The goal of NET-ART OS is not simply to search archives more efficiently.

Its larger purpose is to help educators, artists, students, researchers, and Digital Humanities practitioners discover unexpected relationships hidden within large collections of public knowledge.

Rather than replacing human interpretation, systems like this can help reveal new pathways for inquiry, interdisciplinary learning, curriculum development, and creative research.

The most exciting outcome so far is that the archive is already teaching us something new about itself.

 

An Invitation

If you maintain a teaching archive, research archive, course website, digital humanities project, or long-running collection of public content, I encourage you to consider experimenting with similar approaches.

What patterns might emerge from your archive?

What connections remain hidden?

What new forms of exploration become possible when an archive is treated as a collection of relationships rather than simply a collection of pages?

 

NET-ART OS began as a small experiment built in a single day. (lol)

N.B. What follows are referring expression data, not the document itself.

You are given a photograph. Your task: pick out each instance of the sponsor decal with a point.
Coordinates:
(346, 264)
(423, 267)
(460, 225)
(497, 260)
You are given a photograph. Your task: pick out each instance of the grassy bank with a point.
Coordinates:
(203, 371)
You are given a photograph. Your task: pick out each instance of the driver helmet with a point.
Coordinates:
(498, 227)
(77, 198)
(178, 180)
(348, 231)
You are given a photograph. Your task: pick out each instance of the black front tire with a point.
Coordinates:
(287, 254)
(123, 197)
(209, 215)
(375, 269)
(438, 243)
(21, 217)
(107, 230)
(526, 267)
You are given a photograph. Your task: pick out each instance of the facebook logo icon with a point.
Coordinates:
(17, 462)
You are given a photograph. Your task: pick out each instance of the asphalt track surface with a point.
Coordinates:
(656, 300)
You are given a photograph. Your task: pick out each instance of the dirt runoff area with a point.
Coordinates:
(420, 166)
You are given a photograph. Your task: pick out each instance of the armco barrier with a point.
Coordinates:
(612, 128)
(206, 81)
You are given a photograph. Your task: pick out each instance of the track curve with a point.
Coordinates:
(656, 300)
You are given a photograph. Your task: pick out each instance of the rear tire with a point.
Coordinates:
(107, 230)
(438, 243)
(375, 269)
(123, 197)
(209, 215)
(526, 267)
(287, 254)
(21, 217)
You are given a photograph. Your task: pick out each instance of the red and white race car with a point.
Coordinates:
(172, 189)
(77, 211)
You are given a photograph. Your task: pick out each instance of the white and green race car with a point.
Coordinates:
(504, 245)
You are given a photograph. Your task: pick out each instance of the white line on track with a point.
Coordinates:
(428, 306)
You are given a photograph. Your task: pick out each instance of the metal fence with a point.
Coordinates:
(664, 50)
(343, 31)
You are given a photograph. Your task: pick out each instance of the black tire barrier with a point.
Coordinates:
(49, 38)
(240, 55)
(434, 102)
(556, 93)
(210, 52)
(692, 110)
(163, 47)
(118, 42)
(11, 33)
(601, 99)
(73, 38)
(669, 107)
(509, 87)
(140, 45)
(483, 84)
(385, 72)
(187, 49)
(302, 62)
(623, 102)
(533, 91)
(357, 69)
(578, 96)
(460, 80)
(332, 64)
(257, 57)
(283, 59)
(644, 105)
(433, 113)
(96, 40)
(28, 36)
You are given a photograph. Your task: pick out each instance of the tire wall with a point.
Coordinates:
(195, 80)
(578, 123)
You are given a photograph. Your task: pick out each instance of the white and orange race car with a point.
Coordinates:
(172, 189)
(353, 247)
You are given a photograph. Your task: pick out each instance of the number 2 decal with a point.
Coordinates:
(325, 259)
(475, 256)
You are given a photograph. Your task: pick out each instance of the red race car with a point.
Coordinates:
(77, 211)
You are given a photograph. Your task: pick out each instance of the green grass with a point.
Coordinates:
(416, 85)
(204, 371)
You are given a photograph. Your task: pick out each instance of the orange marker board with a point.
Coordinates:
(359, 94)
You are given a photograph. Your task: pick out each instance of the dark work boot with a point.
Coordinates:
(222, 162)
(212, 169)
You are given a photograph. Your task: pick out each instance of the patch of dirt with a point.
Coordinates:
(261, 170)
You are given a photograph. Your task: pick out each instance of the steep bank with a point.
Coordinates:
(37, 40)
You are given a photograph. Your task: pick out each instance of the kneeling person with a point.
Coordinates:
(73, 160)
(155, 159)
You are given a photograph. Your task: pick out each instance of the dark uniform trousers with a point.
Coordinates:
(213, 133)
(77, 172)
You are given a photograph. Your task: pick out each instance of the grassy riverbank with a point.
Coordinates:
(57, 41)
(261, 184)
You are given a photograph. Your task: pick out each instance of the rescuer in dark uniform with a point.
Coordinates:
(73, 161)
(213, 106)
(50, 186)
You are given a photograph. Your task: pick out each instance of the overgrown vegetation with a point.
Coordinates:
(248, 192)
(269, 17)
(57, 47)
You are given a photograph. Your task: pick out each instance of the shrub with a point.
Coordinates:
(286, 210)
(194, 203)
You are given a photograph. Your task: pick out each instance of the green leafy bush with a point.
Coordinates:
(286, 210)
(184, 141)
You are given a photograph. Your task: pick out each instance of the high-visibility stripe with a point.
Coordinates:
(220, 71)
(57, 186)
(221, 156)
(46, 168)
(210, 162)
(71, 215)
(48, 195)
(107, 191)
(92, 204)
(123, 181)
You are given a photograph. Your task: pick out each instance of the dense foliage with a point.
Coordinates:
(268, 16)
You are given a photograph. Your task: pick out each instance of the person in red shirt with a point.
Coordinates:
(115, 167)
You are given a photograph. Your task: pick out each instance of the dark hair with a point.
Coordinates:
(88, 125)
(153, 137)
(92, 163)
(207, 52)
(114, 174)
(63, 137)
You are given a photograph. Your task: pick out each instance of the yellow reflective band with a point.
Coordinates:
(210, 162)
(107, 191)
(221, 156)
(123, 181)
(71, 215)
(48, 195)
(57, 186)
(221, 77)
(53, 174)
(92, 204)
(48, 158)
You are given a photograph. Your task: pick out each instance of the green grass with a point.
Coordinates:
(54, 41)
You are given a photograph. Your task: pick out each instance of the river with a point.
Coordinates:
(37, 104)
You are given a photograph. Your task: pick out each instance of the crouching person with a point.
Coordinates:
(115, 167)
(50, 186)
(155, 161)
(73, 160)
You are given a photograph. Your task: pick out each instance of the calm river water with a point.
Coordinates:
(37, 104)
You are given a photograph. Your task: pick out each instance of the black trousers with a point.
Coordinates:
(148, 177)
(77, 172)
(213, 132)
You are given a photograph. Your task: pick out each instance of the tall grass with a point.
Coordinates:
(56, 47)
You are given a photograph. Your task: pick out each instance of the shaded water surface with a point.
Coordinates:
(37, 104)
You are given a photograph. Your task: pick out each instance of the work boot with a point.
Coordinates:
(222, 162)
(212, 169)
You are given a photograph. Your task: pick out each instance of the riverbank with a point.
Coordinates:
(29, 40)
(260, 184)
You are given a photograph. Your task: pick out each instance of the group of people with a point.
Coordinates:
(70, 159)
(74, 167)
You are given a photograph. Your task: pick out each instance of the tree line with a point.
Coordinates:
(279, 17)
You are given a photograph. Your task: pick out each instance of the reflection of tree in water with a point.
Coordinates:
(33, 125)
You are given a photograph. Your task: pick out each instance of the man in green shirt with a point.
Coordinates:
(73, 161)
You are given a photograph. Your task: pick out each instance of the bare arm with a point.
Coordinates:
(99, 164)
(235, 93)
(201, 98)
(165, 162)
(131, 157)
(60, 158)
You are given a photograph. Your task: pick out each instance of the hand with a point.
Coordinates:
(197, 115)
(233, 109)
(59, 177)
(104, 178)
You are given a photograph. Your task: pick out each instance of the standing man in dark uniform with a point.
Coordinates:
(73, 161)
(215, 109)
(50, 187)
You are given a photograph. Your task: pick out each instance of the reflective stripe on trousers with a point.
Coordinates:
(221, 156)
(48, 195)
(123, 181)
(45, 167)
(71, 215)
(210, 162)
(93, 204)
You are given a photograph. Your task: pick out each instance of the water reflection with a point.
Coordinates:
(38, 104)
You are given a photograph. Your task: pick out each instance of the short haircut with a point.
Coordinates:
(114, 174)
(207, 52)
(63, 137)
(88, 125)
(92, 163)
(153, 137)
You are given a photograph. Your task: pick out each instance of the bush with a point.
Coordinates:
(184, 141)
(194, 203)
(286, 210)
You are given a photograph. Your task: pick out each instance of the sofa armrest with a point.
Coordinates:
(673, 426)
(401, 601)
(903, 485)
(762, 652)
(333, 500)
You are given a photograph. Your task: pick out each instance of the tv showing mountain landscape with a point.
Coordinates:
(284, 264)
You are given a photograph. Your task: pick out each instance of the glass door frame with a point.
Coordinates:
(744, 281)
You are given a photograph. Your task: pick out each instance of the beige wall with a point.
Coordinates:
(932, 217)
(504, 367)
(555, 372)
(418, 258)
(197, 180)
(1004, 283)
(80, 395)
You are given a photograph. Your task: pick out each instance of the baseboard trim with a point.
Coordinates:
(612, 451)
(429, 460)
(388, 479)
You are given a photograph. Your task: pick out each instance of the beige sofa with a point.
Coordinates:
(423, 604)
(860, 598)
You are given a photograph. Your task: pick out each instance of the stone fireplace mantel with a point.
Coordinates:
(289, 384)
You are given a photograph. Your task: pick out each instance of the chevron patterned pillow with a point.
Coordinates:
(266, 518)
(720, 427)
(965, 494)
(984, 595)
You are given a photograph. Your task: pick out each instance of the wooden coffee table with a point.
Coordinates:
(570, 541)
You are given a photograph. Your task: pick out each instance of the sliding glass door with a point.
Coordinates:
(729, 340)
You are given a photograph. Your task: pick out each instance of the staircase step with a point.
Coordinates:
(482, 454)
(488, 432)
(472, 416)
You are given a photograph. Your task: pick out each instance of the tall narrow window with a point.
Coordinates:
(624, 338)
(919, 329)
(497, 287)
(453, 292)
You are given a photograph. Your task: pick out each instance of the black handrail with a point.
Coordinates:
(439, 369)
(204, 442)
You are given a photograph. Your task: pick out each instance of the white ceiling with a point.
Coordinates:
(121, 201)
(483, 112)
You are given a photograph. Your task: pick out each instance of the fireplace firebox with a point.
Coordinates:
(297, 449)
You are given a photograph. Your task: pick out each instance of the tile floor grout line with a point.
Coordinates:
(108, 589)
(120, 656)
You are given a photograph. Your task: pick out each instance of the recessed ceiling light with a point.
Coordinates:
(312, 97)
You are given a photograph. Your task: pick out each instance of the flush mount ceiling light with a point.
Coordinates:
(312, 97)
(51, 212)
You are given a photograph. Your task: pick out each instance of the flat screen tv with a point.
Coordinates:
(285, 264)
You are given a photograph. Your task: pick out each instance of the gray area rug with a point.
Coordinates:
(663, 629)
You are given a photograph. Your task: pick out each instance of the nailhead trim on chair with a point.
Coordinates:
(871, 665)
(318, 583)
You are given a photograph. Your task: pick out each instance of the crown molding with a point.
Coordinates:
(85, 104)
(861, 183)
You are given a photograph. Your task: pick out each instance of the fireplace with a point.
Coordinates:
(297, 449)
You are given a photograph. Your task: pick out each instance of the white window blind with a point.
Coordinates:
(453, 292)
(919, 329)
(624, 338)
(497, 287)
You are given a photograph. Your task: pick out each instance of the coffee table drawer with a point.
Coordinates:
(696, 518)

I am excited to see where it leads next.

NET-ART OS began as an experiment in archive discovery, but it quickly became something else. As the system analyzed nearly a decade of course materials, exhibitions, assignments, and creative research, it revealed patterns that were previously invisible. At the same time, the NET-ART archive itself is evolving into a record of a much larger cultural transition: from digital art and net art toward AI, archives, agents, mixed reality, and new forms of human-machine collaboration. In that sense, the archive is no longer just documenting history. It is documenting the emergence of the future as it happens.

This project was developed entirely through a human–AI collaborative workflow using Claude Code running locally on a personal workstation. The resulting system operates as a local-first archive discovery tool, demonstrating how emerging AI-assisted development practices can support research, teaching, and public scholarship.